Although it wasn’t very far, to get to Puenta del Este, Uruguay from Florianópolis (Floripa ) the airport of Santa Catarina, it took 3 flights plus a 90 minute taxi ride. (Most flights in/out/and many thru Brazil have to go through San Paulo!)

The Uruguayan airline Pluna flight was also an hour late. However when I finally arrived, I quickly decided it was worth it. Puenta del Este is the major resort city of lower South America, most frequented by Argentineans and an excellent biking city.

This lovely town is at the end of a pointy, flat peninsula with a long river’s mouth at one side and the South Atlantic on the other and plenty of biking along the beaches which run along both coasts.

It was equivalent to a nice May day at the Jersey Shore before the hordes of tourists arrive, Since the auto traffic hadn’t yet materialized all of the traffic lights were off. Spent the sunny/low 70’s day checking out (& laying out) on the many beaches.
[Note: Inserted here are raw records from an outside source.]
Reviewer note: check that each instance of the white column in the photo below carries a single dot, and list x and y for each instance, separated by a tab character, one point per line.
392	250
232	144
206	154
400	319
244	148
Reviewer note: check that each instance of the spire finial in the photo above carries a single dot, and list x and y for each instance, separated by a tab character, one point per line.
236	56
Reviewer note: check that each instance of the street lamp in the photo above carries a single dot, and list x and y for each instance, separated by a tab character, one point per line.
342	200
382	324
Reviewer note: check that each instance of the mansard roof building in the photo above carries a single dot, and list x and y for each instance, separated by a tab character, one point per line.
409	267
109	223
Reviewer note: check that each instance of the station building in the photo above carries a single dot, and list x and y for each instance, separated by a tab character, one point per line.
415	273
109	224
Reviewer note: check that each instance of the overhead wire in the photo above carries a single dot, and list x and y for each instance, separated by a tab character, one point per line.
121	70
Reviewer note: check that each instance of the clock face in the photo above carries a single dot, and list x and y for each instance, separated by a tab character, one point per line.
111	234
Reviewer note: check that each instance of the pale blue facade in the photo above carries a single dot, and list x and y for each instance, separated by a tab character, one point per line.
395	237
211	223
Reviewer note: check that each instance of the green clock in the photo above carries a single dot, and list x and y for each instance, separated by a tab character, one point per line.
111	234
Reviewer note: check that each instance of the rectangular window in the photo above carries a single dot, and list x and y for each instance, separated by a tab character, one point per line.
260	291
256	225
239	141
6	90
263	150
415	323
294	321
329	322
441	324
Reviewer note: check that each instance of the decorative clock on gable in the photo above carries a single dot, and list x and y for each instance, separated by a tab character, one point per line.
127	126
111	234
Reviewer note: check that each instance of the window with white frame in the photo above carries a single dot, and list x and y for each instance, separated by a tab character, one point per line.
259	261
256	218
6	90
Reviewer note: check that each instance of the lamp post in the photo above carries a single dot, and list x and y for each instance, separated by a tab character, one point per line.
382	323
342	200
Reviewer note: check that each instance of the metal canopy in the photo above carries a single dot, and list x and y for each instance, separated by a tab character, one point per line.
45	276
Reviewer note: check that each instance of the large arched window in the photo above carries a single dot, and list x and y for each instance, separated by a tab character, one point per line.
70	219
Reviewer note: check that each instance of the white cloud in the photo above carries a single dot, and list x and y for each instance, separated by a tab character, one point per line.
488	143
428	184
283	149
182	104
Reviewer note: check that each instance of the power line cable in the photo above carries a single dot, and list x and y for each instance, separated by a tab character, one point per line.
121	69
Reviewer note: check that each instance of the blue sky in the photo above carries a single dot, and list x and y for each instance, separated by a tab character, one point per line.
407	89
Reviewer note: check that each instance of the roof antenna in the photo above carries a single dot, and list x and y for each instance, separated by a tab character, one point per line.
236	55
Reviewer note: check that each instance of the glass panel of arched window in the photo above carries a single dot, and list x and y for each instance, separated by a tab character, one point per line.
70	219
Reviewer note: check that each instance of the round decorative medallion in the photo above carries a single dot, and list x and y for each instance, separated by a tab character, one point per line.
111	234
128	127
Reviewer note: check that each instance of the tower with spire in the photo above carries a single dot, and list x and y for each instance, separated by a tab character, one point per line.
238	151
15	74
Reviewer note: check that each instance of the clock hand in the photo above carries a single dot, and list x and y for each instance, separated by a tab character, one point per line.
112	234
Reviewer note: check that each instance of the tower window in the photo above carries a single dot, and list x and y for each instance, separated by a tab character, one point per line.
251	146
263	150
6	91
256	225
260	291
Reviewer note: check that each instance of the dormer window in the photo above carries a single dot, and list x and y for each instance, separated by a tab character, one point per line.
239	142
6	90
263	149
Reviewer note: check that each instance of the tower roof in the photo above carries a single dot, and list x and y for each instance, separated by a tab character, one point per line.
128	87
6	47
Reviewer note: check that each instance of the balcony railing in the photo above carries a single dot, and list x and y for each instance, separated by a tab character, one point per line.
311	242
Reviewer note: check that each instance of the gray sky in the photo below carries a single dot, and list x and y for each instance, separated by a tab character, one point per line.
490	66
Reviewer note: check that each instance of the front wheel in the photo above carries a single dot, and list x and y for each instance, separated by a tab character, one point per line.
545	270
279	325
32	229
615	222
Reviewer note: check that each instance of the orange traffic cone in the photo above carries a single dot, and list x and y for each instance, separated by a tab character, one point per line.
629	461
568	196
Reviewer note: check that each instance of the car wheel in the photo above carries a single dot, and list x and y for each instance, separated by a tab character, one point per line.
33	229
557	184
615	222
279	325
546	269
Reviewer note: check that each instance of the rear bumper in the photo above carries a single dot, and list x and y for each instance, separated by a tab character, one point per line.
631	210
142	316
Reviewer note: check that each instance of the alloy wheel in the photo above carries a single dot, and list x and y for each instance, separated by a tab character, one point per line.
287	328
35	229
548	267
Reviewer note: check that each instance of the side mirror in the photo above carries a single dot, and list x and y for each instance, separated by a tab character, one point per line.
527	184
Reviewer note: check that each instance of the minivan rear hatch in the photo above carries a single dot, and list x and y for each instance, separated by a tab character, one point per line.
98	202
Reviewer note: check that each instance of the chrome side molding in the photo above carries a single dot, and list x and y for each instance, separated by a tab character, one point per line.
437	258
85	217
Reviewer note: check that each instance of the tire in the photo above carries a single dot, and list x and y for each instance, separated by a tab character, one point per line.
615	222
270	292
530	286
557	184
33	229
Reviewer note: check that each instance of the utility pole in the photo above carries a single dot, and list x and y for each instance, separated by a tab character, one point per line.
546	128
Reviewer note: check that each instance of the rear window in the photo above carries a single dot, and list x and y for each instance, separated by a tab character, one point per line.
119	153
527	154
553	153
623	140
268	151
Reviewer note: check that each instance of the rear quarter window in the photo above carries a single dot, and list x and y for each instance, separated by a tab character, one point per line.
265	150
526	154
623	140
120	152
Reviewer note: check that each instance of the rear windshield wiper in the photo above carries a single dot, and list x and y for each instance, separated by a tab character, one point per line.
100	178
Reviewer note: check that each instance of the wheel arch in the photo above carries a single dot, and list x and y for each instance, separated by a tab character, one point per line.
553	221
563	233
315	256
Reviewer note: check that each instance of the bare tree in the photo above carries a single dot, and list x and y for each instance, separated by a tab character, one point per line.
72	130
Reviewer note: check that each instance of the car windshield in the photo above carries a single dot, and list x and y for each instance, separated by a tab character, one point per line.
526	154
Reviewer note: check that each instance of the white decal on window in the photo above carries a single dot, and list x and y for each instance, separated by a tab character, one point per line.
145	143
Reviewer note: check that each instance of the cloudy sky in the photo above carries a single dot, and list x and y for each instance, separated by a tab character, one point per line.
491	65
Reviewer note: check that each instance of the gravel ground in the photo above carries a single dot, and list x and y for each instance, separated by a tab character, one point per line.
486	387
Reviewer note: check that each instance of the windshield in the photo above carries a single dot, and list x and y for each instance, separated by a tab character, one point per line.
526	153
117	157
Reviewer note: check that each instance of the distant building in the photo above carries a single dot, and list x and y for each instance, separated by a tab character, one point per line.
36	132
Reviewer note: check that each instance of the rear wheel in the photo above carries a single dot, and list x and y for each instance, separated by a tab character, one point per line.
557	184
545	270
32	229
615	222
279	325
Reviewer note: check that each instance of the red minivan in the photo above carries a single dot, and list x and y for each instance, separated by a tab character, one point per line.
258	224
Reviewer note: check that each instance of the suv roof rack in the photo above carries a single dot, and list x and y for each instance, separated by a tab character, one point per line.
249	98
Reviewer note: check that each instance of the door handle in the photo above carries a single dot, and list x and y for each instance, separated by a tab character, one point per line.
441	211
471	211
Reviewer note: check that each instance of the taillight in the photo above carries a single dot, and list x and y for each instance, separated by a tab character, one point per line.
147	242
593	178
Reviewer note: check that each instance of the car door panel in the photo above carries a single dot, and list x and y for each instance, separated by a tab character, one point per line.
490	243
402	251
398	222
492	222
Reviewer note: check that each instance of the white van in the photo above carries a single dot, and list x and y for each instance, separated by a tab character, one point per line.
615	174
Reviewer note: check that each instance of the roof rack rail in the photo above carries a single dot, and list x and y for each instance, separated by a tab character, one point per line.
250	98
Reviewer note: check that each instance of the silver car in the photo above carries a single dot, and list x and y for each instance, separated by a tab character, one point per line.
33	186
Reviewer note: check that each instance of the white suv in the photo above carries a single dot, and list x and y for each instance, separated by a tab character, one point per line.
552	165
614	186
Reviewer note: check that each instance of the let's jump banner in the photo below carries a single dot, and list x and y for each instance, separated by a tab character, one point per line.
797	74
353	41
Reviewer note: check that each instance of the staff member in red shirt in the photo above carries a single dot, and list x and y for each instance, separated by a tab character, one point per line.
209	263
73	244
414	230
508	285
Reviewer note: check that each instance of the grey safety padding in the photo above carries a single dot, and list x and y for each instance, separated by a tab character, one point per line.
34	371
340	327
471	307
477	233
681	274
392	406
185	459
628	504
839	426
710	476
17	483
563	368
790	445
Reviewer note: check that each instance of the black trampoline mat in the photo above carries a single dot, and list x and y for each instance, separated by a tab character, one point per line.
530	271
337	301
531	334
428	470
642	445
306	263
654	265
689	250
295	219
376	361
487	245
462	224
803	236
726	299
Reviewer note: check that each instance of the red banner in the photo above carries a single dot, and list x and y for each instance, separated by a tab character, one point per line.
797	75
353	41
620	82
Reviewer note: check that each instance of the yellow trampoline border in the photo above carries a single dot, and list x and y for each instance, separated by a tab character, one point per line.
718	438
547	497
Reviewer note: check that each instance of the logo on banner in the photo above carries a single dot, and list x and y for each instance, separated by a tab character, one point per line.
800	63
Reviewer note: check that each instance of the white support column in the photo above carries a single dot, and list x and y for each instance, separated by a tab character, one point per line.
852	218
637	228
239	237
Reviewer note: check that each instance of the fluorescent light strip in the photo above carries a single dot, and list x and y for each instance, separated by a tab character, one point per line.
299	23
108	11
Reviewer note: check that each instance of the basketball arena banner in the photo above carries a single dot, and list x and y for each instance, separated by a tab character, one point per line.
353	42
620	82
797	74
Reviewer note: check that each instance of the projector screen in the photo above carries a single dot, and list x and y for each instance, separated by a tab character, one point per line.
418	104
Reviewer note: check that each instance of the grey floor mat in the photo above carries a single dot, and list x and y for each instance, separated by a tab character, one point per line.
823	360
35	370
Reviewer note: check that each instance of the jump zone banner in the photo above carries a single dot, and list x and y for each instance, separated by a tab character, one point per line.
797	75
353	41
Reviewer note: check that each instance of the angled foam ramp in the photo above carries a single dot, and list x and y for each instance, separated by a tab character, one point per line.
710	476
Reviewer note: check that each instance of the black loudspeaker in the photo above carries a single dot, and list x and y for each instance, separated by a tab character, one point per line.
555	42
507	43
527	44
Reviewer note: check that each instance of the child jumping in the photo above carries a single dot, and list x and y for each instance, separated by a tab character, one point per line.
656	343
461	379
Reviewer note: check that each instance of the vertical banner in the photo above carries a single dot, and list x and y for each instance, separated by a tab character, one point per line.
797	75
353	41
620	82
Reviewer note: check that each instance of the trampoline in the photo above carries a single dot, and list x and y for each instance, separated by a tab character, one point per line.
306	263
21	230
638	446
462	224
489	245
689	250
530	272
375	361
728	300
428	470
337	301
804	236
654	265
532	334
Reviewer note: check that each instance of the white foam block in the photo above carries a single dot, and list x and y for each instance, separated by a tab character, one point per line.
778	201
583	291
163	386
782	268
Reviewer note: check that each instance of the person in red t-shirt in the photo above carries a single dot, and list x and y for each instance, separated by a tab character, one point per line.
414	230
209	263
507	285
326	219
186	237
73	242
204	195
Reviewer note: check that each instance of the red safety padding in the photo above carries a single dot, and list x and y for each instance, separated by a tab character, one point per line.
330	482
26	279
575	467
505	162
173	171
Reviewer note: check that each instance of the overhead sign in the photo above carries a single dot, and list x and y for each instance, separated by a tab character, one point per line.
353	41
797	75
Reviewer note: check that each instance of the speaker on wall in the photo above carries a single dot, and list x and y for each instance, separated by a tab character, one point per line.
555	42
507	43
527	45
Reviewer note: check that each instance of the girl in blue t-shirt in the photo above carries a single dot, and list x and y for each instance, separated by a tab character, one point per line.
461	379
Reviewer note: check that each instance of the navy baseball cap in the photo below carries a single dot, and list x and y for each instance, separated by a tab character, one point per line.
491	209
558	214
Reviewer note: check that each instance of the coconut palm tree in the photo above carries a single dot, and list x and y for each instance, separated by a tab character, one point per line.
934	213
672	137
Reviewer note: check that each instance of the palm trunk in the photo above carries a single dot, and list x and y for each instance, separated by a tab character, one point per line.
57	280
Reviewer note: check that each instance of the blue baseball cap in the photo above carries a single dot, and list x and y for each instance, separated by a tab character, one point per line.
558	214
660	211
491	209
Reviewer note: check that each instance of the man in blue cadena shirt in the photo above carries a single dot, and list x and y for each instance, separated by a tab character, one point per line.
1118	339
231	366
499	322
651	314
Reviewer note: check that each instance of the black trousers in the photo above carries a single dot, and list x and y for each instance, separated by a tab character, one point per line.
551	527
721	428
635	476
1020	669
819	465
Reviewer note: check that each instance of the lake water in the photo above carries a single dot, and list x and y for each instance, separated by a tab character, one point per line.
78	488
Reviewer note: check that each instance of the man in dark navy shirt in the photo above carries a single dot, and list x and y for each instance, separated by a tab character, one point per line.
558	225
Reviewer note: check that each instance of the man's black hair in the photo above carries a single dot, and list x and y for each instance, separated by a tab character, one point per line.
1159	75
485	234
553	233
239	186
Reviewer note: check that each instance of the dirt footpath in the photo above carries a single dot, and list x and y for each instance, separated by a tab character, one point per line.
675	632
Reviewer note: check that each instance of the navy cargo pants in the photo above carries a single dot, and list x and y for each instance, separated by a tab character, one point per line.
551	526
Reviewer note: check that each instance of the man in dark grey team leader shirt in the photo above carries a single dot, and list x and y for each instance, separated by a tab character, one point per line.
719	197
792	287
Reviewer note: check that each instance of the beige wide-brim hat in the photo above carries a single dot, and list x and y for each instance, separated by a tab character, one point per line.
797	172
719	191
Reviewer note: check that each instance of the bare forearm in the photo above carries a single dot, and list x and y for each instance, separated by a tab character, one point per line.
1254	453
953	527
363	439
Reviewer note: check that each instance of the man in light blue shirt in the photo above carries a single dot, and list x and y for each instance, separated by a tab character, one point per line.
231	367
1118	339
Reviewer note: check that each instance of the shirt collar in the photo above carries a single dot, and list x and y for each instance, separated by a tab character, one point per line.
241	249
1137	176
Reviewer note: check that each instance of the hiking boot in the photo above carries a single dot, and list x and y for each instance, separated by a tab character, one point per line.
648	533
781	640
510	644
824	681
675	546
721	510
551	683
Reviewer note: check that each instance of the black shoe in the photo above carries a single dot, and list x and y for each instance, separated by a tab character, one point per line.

Enjoyed a salad lunch and glass of wine at an outdoors beachfront restaurant.

About 70 or 80 miles to the West further in the mouth of the Rio de la Plata is the capital, Montevideo where half of Uruguay’s 3,000,000 people live. The city has a long waterfront along the river mouth. The width of the river makes it impossible to see anything across it.

Just as in most of the South American cities I visited there is an extensive paved trail along the coast for cycling, walking and running. Across the  Ramblas (wide avenue) are miles of fashionable high rise apartments.

Flat Uruguay seems to be a hotbed of cycling. In the relatively small city of Puenta del Este, there were about 75 cycle club members (no women – ugh!) doing their Sunday morning ride with a motorcycle and sag wagon escort. In Montevideo the prominent velodrome seemed to have equal standing with the  futbol (soccer) stadium

Incidentally of all my bike trips this one had fewer concerns with auto traffic safety factors, because both on the B&R tour and on my own I cycled on mostly dedicated auto-free paths and B&R’s routes were on very quiet roads with extremely light traffic.

At the conclusion of the grueling trip I added up the flights (20 with 25 landings/takeoffs) and eleven hotels (all with pools). This schedule would challenge the itineraries of many business road warriors!. However, I couldn’t point to any of the destinations which could have been omitted.

I needed a few shots for the trip. Anyone headed for a such a tropical destination should consult Travelers’ Health Services (212-230-1020). There were a few insects in one or two places and a couple of the group members had minor stomach discomfort for a day or so.

Precautions should be taken regarding drinking water and food (a minor concern). When planning any trip I consult historical climate data on the Internet or at the library. Lastly I check seasonal hotel rate fluctuations based on school vacation schedules and climate factors.